Overview

Sneakpeek - is a platform to author, schedule and monitor scrapers in an easy, fast and extensible way. It’s the best choice for scrapers that have some specific complex scraping logic that needs to be run on a constant basis.

Key features

  • Horizontally scalable

  • Robust scraper scheduler and priority task queue

  • Multiple storage implementations to persist scrapers’ configs, tasks, logs, etc.

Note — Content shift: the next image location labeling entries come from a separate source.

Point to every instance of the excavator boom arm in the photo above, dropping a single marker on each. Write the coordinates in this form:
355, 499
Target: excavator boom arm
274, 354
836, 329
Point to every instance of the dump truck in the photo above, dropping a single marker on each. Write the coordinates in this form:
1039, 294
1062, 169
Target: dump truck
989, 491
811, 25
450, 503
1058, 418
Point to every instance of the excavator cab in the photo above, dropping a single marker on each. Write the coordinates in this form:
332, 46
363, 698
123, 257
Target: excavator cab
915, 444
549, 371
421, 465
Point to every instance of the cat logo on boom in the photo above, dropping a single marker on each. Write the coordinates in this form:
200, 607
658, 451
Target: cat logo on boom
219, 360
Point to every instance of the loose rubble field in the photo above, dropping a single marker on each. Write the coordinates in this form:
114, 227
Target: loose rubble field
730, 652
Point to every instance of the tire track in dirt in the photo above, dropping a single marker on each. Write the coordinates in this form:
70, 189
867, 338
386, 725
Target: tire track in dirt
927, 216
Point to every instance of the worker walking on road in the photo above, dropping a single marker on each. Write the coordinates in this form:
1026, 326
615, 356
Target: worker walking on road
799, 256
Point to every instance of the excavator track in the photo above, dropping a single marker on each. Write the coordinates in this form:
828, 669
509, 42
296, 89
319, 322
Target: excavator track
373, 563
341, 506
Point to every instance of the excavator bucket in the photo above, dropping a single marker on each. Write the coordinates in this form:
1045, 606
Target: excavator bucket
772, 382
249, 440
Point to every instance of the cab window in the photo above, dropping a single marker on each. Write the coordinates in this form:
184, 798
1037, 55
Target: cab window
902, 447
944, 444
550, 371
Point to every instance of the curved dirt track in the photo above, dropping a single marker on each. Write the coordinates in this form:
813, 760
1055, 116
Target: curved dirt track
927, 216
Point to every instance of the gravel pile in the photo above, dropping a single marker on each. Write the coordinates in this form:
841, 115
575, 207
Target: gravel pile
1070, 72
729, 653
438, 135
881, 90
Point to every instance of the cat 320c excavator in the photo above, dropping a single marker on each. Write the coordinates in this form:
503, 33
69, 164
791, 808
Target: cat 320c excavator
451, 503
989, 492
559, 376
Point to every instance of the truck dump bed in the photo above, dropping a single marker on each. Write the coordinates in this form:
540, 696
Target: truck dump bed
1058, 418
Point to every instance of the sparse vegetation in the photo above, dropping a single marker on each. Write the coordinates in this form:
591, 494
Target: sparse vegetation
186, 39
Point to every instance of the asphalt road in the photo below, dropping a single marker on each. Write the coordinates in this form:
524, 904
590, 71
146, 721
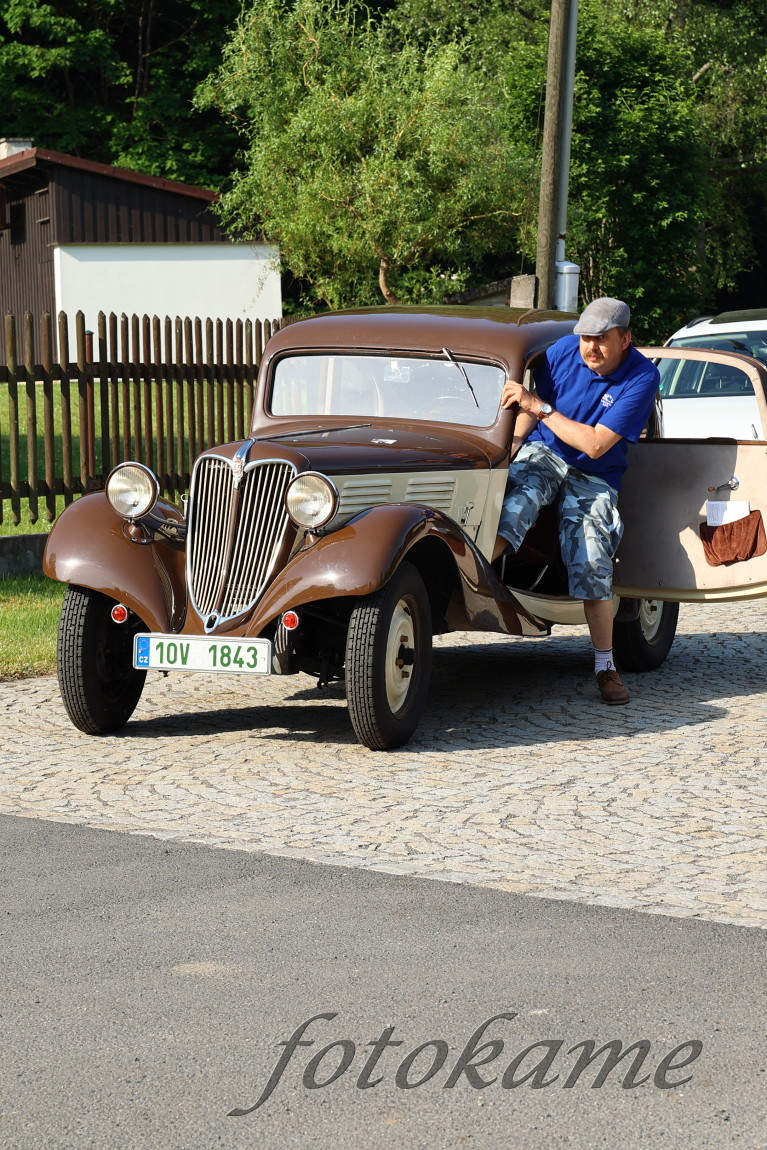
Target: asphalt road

  • JSON RPC API to manage the platform programmatically

  • Useful UI to manage all of your scrapers

  • Scraper IDE to enable you developing scrapers right in your browser

  • Easily extendable via middleware

Demo

[Here’s a demo project](https://github.com/flulemon/sneakpeek-demo) which uses Sneakpeek framework.

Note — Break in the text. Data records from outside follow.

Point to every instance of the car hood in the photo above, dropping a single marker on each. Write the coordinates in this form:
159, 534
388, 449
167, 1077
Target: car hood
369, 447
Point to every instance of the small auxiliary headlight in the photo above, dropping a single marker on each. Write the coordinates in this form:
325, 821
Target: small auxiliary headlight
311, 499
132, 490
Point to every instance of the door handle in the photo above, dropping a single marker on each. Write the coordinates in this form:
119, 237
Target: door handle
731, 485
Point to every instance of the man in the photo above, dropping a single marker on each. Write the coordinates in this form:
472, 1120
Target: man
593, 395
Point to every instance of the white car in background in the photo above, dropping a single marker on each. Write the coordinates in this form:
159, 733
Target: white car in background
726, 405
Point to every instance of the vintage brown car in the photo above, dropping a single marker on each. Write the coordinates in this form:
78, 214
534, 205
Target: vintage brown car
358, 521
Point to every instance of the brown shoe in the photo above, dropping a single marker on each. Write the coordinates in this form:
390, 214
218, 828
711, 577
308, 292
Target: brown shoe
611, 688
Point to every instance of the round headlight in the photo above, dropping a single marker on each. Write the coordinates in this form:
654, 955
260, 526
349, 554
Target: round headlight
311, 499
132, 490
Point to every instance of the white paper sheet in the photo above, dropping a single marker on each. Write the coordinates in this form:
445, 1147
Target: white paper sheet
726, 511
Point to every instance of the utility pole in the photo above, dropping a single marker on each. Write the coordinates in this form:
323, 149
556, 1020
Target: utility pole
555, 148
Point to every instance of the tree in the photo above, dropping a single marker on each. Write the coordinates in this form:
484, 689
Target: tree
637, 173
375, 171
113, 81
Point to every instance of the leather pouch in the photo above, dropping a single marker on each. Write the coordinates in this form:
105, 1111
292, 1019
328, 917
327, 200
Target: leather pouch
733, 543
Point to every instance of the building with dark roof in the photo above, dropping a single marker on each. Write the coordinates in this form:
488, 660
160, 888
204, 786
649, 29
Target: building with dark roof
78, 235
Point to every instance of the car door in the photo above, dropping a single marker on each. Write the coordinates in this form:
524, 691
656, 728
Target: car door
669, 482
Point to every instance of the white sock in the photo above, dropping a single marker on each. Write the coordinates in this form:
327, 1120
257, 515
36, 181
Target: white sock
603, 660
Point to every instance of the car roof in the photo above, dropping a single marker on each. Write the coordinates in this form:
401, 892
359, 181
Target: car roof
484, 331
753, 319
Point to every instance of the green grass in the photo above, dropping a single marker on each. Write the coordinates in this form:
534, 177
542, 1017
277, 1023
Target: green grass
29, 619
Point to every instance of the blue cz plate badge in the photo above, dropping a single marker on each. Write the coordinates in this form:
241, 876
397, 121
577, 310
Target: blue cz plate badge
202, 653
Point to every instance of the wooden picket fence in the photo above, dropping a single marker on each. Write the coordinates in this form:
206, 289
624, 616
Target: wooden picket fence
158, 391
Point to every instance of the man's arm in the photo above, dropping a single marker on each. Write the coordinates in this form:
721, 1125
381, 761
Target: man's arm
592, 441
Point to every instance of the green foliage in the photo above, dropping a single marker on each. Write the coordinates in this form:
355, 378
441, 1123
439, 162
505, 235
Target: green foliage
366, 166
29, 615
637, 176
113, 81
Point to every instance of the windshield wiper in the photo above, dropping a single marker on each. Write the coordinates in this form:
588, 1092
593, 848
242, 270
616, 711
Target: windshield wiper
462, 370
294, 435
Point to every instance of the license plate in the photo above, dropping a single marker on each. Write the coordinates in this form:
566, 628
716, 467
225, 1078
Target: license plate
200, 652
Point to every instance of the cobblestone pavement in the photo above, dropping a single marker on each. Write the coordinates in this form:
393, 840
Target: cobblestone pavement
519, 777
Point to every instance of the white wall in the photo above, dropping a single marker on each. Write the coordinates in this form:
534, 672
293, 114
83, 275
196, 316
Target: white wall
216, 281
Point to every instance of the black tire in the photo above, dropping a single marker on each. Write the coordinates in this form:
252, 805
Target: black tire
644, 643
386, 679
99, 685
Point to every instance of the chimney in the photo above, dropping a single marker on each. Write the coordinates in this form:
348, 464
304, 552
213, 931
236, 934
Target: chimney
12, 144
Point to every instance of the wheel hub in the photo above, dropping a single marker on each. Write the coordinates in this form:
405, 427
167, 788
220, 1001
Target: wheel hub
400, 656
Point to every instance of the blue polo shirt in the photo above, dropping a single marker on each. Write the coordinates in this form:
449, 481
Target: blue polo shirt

You can also run the demo using Docker:

docker run -it --rm -p 8080:8080 flulemon/sneakpeek-demo

Once it has started head over to http://localhost:8080 to play around with it.

Table of contents

Quick start

So you want to create a new scraper, first you need to make sure you have installed Sneakpeek:

pip install sneakpeek-py

The next step would be implementing scraper logic (or so called scraper handler):

# file: demo_scraper.py

import json
import logging

from pydantic import BaseModel

from sneakpeek.scraper.model import ScraperContextABC, ScraperHandler


# This defines model of handler parameters that are defined
# in the scraper config and then passed to the handler
class DemoScraperParams(BaseModel):
    url: str

# This is a class which actually implements logic
# Note that you need to inherit the implementation from
# the `sneakpeek.scraper_handler.ScraperHandler`
class DemoScraper(ScraperHandler):
    # You can have any dependencies you want and pass them
    # in the server configuration
    def __init__(self) -> None:
        self._logger = logging.getLogger(__name__)

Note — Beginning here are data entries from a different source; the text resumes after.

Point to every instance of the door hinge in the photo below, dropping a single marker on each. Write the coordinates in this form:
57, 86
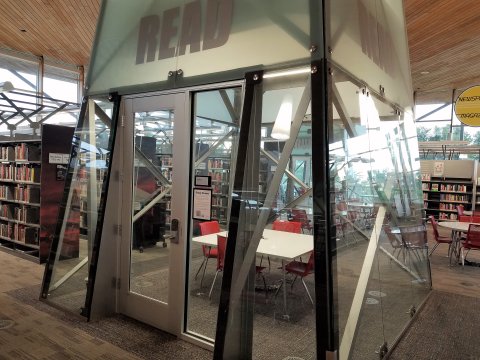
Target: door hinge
118, 229
116, 283
119, 176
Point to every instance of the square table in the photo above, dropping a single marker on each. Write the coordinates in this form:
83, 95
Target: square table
280, 244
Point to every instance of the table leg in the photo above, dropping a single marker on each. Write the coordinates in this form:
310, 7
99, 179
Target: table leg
285, 313
454, 246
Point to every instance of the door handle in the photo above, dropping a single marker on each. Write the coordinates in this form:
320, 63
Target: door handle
175, 231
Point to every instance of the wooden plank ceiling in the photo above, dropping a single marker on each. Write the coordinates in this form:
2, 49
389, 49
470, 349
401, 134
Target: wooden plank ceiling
444, 42
444, 36
59, 29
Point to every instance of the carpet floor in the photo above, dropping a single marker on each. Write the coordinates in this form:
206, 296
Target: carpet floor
442, 330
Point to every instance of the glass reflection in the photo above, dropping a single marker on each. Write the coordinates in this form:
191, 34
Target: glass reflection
88, 167
216, 120
382, 262
152, 169
273, 281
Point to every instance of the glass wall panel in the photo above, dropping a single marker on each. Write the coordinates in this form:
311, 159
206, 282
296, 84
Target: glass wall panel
65, 283
22, 73
216, 123
59, 83
152, 186
382, 261
271, 305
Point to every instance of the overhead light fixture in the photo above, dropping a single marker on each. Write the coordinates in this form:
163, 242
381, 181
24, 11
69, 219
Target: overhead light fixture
283, 122
290, 72
369, 116
363, 106
6, 86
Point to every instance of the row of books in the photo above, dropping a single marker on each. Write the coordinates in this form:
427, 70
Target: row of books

    # Each handler must define its name so it later
    # can be referenced in scrapers' configuration
    @property
    def name(self) -> str:
        return "demo_scraper"

    # Some example function that processes the response
    # and extracts valuable information
    async def process_page(self, response: str):
        ...

    # This function is called by the worker to execute the logic
    # The only argument that is passed is `sneakpeek.scraper_context.ScraperContext`
    # It implements basic async HTTP client and also provides parameters
    # that are defined in the scraper config
    async def run(self, context: ScraperContextABC) -> str:
        params = DemoScraperParams.parse_obj(context.params)
        # Perform GET request to the URL defined in the scraper config
        response = await context.get(params.url)
        response_body = await response.text()

        # Perform some business logic on a response
        result = await self.process_page(response_body)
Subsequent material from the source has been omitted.